Korean food takes patience and dedication. My mom will slice away every spare strip of fat from our short ribs. She spends days preparing her rich ox-bone broth, and weeks to ferment and pickle half a dozen side dishes. My dad delights in searing a perfect, medium steak for his family, testing new recipes, making inscrutably terrible food puns (preferably about nachos) and using tongs and scissors to fry us immorally indulgent slabs of pork belly. They demonstrate how to eat mussels with a single shell and entreat me to take the crispiest portion of a fish — the tail. We each get one bowl of rice, the food placed in the center communally, and we dig in together.

 

Food, for my parents and for many immigrant parents, is an expression of pure love. My mom will debone a whole fried swordfish and make sure I have plenty of the meat before she lifts a single grain of rice to her mouth. If I’m ever too busy to come to the table, she’ll wrap pork, rice, garlic, a jalapeño slice and a generous heap of ssamjang in a lettuce leaf, walk to my desk, jam it in my mouth and tell me not to work so hard. K-BBQ fed to you by your umma just hits different. A love expressed through food is quiet and unassuming, like East Asia’s cultural status quo, but the reward is a complex medley of deep, spicy, garlicky, sweet and earthy flavors which play off of each other and warm you from within. It tastes like home. When I went to college, I realized I hadn’t appreciated the full extent of my parents’ efforts and I craved home food and cut fruits more than ever. Nowadays, I’m off the meal plan and I take buses to Korean grocery stores and try to learn — though I can never quite replicate the flavor —to cook my mom’s recipes myself. I text her asking how to make budae jjigae and she replies with bafflingly rough estimations of her cooking process (“when you’ve chopped up enough onions, you’ll know”) followed by “good luck!” and a smiley face or heart emojis.
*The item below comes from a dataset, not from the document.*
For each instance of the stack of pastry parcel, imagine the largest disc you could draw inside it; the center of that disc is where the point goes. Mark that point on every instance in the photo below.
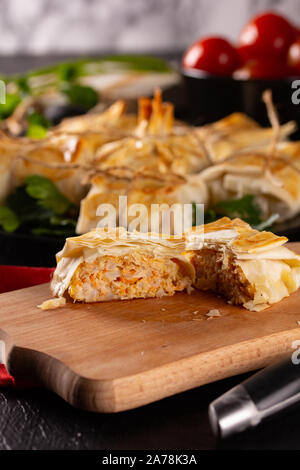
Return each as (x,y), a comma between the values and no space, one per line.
(153,159)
I host dumpling parties with my closest friends where we sit around the table and whine about being single and applying to internships while folding meat filling into pale dough wrappers, just like I grew up doing with my family. And when I visit my big sister in Seattle, she always has a hot, Korean meal set on the table, waiting for me. Whenever I’m exhausted from a long flight out West, all it takes is the sight of a steaming odaeng broth on the stove to remind myself that family is worth crossing any borders and taking any risks for. Together, my sister and I try to hold onto these precious remnants of our parents’ love and, my God, do they taste delicious.